For months, my anxiety remained higher than it’s ever been. In fact, even after a hospital stay, an outpatient program, a new diagnosis (panic disorder), and a new prescription, I still find myself curled up in a ball on my bed some days, telling myself I just need to get over it, to get up and go for a run or get dressed or make breakfast.

My therapist asked me if I would feel comfortable talking to my son the same way I talk to myself. Therapists are really annoying with their questions.

I’m so gentle with my 3-year-old, so intentional with how I speak to him. Connect then redirect, I say to myself over and over again when he’s having a meltdown and I just want to yell. Connect and redirect, when he throws a toy on the ground in frustration. When he runs away screaming after I ask him to put on his pajamas. What do I do? I get down on one knee and I validate his feelings. I let him know that I understand it’s frustrating when we have to do things we don’t want to do. It can make us angry, and that’s okay. Sometimes we have to do those things anyway or else there are consequences. Does he want to try again?

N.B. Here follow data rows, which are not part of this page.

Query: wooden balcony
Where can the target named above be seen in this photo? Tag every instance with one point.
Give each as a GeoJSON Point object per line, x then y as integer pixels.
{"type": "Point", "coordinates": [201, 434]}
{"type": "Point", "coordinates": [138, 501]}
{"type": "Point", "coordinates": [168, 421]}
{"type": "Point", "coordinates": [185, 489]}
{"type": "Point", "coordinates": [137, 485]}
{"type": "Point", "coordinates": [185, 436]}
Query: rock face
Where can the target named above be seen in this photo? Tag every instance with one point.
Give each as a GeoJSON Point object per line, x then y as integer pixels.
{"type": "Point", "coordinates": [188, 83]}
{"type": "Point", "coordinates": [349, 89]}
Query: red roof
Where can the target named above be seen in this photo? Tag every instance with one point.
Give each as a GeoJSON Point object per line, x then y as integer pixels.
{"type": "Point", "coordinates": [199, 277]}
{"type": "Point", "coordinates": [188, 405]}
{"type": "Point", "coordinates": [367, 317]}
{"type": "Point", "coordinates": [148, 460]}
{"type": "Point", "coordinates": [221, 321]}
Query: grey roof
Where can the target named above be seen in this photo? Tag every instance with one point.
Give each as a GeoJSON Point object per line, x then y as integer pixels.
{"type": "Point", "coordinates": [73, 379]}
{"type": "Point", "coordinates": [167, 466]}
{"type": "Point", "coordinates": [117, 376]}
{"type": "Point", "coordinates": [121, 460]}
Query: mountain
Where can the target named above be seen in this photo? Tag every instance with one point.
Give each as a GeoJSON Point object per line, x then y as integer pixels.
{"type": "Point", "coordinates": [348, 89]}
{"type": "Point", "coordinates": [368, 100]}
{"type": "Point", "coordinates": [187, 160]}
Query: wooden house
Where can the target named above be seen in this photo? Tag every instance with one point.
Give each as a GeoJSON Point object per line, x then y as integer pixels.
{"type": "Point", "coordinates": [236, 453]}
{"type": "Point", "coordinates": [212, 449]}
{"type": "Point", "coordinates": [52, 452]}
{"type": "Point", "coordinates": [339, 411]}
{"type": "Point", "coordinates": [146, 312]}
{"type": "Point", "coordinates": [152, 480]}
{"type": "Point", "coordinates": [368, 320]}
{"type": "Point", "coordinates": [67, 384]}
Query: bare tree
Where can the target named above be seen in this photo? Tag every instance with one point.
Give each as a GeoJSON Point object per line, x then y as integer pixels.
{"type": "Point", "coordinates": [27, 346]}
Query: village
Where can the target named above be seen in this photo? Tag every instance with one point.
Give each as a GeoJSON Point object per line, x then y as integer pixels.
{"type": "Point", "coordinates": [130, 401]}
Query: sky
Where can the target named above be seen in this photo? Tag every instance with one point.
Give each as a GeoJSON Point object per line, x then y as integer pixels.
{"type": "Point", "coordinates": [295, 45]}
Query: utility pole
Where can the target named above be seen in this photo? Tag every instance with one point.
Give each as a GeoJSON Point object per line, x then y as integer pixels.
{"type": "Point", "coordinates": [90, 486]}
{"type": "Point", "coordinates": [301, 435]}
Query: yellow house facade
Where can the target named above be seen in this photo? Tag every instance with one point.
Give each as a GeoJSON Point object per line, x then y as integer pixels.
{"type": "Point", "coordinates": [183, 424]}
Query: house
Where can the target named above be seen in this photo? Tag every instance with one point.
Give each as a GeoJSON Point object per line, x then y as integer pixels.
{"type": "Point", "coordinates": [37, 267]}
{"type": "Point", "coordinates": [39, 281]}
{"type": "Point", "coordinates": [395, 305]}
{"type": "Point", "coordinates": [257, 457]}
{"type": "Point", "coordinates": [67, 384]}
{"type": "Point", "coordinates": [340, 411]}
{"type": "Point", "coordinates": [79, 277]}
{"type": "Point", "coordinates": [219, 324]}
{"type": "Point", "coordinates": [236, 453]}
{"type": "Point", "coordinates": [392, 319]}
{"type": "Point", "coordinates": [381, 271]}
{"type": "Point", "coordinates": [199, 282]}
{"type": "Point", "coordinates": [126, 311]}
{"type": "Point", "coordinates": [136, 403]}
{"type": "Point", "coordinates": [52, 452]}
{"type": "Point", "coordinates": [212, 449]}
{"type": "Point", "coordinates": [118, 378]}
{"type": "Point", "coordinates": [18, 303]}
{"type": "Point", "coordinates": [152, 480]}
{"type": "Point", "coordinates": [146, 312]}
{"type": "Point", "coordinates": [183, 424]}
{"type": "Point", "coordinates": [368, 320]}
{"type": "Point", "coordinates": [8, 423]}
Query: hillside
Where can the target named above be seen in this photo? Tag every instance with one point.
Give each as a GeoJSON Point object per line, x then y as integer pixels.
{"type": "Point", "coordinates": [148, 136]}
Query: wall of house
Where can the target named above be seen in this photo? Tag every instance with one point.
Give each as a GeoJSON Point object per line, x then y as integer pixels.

How would my relationship with my anxiety change if I accepted my emotions as normal, human responses to stimuli? How would my relationship with myself look if I validated and accepted rather than trying to think my way out of my emotions?

Maybe the layers of emotions would be limited to just one? Rather than anxiety about anxiety, maybe I could just have anxiety? Rather than frustration about anger maybe I could just be angry?

So often, we find ourselves replaying situations in our heads, attempting to find a way to feel better about them. That kind of mental gymnastics works occasionally–and there’s a time and a place for re-framing our stories so that we can move on–but most of the time, we’re just making complicated efforts to reject an emotion. We don’t want to feel sad, so we tell ourselves everything is okay. We don’t want to be angry, so we do everything we can to shove the emotion away, telling ourselves we have nothing to be angry about. Why do we do this? Because our own judgment says it’s not okay to feel what we feel.

Mindfulness has been helping me a lot with this (here’s a great podcast episode if you want an introduction to mindfulness). A definition that I really like says it’s the nonjudgemental observation of the present moment. Mindfulness allows us to stay with the first layer of our emotions. It’s a state of being that prevents us from judging our thoughts or emotions therefore preventing secondary emotions.

“The mind is an awful lot like a jar of muddy water. The best way to clear it is to leave it alone.” – Alan Watts 

When the Grinch steals Grandma, I’m working on telling myself it’s okay to be afraid. It’s okay to be fearful of losing my loved ones. It’s okay to be anxious about bringing a baby girl into this world. It’s okay to be nervous about our nation’s future and angry about injustices.

I’m learning that I’d be a lot better off if I just treated myself like a 3-year-old (because, really, what is an adult if not a 3-year-old with some practiced survival skills).


2 thoughts on “It’s Okay to Be Scared”

  1. Rebekah Childers

    willie, though being fully potty trained for a long time, has had 6 or 7 accidents in the last 10 days or so. the first time, i just take it in stride – it happens. the second time, in the same day? i think, wow, this is really frustrating. then the third time, two days later, i ask ‘what is going on??’ and then almost as soon as i ask that of myself, i have the answer. being only 4 years old, he doesn’t have a comprehension for what’s going on in the world. he doesn’t know what the word ‘insurrection’ is. but his body does, his body knows our body language, our tones, our emotions, and all of those take up space in our home. his body knows how to take that in, even if he doesn’t understand it. his body doesn’t know what to do with is, so his signals get cut off or lost. and he doesn’t make it to the bathroom, or he doesn’t even know that he has to go. after the third time, all i could think to do was look at him while getting him clean clothes and say ‘i know you don’t know what’s happening outside, but you are safe and i love you.’ then, i thought holy cow, why am i not saying this to myself in the mirror every morning?